Although Spotify isn’t being too precise about this feature this should still be enough for a data analysis. Ideally there would be another feature such as the number of streams per track, however, Spotify doesn’t share this information via their API at the moment.

An important thing to know about the popularity feature has also been explained in this SO post from 2013 from a user named Sascha:

“Spotify’s popularity is indeed based on the number of streams, but instead of total plays, it’s based on a short timeframe. This is why you’ll often see a more popular number on #1 on an artist profile that has less plays than the #2.

We have used the API number as a percentage in our Stream Popularity, giving people insight in the current popularity of their track. So keep in mind this is a number the can increase, but just as easily decrease.”

So basically, it represents the popularity of a track at a given moment. This explains also why it is changing from time to time as I could notice from my weekly data retrievals.

Since I started collecting data regularly in August 2018, I decided to include the following 3 data retrievals for my analysis:

  • 07th August 2018
  • 30th August 2018
  • 20th September 2018

Thanks to the supposed delay in the calculation of the popularity as mentioned by Spotify, this should cover the months of July, August and September pretty well so that I can market my analysis as the ‘most popular tracks of the summer 2018’.

For this, I loaded the 3 CSV files into Pandas dataframes and merged them into one single dataframe. By using an outer join as the merging method, the individual popularities were preserved:

# loop over dataframes and merge into one dataframe
# outer join in order to keep the popularity column from each file
for df_, files in zip(df_from_each_file, all_files): # all_files are here to provide the column suffix (0920,0830 etc)
    df = df.merge(df_, how='outer', on=merge_columns, suffixes=('',str(files)[-8:-4])

This was already the trickiest part of the whole data preparation phase for this analysis. After that, I calculated an overall popularity score as well as a mean popularity score.

The new dataframe sorted by the overall popularity score looks like this:

	artist_name	track_name	popularity	popularity_mean
3	Drake	        In My Feelings	300.0	        100.000000
4	XXXTENTACION	SAD!	        288.0	        96.000000
12	Cardi B	        I Like It	288.0	        96.000000
6	Tyga	        Taste (feat. Offset)	287.0	95.666667
10	Post Malone	Better Now	287.0	        95.666667

Semms like nothing comes close to Drake’s ‘In My Feelings’ when it comes to summer hits 2018.

Grouping the dataframe by artist reveals some more interesting insights such as the number of tracks per artist in the top 100:

	track_name
artist_name	
Drake	        5
XXXTENTACION	5
Travis Scott	5
Post Malone	5
Juice WRLD	3

Every good data analysis should also have some visualization. In this example, I visualized the individual popularity scores during the measurement period for the top 10 tracks. This is part of the visualization (check out the notebook file at the end of the article for a full view):

And that’s it for today!
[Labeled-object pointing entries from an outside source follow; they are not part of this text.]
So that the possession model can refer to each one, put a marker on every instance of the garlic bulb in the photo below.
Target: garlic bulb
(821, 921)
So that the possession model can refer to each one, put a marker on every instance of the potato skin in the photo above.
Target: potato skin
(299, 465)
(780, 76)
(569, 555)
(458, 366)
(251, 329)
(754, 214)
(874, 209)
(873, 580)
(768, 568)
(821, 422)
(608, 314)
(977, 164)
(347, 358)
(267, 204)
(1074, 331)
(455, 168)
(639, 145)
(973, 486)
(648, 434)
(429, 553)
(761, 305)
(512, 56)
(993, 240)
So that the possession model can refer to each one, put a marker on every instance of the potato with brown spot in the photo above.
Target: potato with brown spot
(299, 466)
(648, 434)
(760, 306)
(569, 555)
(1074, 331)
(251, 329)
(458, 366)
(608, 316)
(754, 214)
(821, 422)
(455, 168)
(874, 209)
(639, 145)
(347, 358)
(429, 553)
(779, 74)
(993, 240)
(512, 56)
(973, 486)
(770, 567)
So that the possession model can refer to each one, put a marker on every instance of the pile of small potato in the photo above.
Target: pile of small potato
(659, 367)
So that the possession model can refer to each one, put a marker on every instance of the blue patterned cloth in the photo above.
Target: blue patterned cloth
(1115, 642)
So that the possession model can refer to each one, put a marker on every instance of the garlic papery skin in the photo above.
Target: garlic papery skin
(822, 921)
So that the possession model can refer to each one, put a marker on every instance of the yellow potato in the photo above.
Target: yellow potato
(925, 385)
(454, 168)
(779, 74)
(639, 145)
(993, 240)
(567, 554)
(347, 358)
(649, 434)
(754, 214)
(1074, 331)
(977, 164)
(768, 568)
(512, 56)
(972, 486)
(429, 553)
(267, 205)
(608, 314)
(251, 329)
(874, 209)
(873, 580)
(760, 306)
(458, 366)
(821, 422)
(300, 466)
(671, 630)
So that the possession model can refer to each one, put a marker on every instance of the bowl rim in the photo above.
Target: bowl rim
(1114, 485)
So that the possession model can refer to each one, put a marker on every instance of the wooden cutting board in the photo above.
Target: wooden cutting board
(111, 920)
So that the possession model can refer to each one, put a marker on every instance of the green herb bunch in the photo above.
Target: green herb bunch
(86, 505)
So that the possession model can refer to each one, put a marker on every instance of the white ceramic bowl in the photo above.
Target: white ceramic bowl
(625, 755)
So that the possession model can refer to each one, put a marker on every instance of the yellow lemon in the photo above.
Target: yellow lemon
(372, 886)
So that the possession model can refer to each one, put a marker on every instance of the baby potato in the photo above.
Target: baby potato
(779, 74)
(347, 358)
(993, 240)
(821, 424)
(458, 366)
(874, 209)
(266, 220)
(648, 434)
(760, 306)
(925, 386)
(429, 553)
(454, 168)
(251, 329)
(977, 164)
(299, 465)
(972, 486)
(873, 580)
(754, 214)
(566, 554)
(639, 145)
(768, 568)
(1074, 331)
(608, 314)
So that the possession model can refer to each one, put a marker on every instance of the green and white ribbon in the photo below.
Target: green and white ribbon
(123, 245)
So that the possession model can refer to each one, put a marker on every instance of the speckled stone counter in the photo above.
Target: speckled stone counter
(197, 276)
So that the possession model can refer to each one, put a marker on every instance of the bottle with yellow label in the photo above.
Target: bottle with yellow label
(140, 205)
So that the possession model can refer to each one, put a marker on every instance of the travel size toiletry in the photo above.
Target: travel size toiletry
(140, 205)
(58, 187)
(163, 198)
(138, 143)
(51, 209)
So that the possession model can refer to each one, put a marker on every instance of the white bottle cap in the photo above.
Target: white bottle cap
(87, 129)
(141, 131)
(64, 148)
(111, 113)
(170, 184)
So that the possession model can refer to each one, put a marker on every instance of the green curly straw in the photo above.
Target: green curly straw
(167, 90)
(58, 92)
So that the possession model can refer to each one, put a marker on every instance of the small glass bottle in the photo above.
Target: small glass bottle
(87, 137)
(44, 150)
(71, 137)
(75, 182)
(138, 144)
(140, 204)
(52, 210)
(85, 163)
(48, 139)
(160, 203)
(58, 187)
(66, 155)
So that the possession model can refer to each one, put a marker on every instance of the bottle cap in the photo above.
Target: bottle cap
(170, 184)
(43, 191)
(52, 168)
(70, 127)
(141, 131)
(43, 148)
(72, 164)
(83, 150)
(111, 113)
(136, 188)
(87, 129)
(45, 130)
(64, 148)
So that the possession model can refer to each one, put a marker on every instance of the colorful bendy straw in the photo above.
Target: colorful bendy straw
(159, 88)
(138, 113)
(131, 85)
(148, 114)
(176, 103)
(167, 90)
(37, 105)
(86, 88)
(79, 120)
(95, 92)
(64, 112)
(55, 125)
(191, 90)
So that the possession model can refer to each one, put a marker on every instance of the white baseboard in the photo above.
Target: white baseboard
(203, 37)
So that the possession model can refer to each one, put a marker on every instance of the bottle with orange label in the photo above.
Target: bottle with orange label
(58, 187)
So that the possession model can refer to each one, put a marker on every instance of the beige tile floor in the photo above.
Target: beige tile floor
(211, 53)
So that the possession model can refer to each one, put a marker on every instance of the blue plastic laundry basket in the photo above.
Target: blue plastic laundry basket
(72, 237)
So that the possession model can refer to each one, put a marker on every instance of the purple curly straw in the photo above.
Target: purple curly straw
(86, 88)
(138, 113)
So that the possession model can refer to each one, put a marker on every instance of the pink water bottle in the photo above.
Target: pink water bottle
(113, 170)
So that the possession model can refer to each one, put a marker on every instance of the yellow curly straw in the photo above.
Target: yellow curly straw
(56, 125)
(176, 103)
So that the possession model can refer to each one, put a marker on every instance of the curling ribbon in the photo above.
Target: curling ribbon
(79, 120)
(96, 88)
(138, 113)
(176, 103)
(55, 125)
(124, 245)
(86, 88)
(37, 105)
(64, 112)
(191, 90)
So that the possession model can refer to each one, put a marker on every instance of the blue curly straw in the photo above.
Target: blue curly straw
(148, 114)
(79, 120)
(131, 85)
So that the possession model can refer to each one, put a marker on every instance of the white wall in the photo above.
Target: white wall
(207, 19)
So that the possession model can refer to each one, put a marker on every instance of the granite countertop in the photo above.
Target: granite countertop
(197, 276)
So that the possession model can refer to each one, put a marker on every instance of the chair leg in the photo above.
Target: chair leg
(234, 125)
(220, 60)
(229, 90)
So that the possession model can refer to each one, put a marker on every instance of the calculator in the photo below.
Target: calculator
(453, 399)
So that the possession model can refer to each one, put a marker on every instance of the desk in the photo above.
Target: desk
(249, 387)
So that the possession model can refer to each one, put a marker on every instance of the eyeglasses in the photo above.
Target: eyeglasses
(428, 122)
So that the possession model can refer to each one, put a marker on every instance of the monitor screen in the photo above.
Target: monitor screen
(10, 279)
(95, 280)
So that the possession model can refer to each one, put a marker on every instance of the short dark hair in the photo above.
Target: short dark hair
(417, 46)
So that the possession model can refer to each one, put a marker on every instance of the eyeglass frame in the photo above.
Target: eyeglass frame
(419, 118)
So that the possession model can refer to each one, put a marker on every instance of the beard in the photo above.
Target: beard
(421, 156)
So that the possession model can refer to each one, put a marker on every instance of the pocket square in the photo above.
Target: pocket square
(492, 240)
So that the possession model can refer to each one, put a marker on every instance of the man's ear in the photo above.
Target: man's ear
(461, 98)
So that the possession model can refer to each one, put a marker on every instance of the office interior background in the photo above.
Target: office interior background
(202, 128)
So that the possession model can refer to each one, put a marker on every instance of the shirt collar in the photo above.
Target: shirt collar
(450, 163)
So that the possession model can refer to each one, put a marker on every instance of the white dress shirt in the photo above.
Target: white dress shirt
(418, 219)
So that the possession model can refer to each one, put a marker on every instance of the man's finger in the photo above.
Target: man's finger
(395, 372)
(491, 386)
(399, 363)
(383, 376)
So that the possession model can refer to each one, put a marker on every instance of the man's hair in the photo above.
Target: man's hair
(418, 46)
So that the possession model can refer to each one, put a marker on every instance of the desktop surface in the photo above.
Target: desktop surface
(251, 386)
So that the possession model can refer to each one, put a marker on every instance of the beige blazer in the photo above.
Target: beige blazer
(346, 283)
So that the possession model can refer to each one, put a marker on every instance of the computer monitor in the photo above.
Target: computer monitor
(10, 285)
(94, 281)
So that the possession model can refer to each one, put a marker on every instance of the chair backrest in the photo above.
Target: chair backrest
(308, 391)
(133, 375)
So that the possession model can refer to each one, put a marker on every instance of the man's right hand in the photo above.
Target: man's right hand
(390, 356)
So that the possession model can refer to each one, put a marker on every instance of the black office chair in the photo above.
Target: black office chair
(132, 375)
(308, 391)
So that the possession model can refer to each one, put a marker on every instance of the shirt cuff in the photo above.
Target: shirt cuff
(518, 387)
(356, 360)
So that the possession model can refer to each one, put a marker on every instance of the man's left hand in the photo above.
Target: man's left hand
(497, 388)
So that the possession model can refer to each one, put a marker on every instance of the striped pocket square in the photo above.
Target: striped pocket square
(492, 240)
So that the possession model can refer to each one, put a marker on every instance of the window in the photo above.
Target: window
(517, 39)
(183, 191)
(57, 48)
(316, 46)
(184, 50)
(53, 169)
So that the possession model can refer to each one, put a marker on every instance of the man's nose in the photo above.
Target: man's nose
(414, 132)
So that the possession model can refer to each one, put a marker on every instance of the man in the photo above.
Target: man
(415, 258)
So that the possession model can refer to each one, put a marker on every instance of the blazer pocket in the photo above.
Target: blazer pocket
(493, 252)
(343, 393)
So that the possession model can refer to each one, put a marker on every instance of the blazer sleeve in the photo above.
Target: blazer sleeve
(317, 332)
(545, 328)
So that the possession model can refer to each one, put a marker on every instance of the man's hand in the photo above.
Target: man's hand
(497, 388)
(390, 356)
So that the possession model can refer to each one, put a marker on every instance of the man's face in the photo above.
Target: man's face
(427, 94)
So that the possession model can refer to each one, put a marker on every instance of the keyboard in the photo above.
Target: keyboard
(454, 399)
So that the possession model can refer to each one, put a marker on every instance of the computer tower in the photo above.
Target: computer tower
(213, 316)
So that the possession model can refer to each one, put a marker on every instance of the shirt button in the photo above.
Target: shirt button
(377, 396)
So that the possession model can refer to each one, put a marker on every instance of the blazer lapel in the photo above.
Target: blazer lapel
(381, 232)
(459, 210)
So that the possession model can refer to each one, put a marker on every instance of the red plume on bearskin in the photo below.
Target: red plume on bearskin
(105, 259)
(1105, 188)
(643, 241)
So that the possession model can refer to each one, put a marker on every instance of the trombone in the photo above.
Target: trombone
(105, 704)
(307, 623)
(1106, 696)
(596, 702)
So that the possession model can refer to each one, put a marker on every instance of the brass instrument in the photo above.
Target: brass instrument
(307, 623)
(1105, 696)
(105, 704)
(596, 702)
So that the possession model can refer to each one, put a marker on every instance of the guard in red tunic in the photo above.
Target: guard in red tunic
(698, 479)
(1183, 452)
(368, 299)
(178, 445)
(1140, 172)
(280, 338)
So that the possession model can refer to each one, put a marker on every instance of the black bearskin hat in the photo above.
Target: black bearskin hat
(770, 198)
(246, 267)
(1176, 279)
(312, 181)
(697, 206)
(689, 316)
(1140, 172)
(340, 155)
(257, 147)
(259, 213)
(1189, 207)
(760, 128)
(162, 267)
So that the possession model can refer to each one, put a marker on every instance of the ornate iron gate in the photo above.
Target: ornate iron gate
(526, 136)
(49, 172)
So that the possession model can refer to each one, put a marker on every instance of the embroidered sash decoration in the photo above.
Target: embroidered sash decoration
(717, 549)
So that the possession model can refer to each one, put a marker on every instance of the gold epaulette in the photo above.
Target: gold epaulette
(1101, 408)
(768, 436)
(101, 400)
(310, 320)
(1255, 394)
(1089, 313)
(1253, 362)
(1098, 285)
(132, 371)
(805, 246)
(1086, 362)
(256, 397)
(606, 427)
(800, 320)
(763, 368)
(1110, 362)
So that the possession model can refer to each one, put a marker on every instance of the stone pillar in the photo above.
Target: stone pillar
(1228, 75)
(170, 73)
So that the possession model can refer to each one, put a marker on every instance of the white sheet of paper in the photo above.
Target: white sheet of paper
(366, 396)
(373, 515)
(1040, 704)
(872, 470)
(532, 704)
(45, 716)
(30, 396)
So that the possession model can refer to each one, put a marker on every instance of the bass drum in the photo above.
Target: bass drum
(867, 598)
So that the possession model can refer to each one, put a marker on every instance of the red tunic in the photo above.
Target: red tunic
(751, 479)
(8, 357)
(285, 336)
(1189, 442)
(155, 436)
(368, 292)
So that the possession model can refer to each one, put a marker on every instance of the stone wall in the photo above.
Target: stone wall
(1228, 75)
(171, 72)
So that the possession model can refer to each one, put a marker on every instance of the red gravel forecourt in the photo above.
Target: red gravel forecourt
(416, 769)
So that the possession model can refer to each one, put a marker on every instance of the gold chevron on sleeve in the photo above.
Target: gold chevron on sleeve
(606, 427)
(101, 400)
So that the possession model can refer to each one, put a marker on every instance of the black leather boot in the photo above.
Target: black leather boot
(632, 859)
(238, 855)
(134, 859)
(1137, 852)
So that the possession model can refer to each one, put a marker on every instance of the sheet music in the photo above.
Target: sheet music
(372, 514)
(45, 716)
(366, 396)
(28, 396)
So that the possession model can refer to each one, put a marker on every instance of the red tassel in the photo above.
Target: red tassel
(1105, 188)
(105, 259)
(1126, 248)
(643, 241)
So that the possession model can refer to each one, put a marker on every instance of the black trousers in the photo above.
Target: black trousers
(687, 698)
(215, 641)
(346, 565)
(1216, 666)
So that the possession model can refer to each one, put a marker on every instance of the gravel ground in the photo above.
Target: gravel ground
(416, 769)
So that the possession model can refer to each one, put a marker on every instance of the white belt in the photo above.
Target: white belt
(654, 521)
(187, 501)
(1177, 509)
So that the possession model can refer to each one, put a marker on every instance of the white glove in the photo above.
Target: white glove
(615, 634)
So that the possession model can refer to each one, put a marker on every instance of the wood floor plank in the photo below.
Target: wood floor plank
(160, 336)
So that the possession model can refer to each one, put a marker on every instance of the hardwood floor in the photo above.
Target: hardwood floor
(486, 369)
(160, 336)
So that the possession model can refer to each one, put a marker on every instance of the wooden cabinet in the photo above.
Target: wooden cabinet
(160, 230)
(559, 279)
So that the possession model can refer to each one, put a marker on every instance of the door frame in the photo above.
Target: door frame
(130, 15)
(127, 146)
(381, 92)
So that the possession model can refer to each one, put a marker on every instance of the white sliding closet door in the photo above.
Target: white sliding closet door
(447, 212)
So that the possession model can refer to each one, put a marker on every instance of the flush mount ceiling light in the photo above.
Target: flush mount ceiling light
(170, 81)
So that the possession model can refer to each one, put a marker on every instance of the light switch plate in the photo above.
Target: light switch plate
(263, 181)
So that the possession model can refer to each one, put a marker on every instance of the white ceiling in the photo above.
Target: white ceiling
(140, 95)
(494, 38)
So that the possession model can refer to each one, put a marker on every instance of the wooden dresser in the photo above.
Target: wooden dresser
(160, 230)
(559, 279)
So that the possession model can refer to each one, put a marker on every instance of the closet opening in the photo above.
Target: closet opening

A decent amount of data was retrieved and analyzed to find out about the most popular tracks and artists of the summer 2018.

In the next article, I’m going to dig deeper into the audio features data and try out different clustering algorithms. If that sounds interesting to you, make sure to follow me on Twitter (@tgel0) as I will post the news there first. That’s also the best way to reach out to me, if you feel like saying hi or something (I would love that).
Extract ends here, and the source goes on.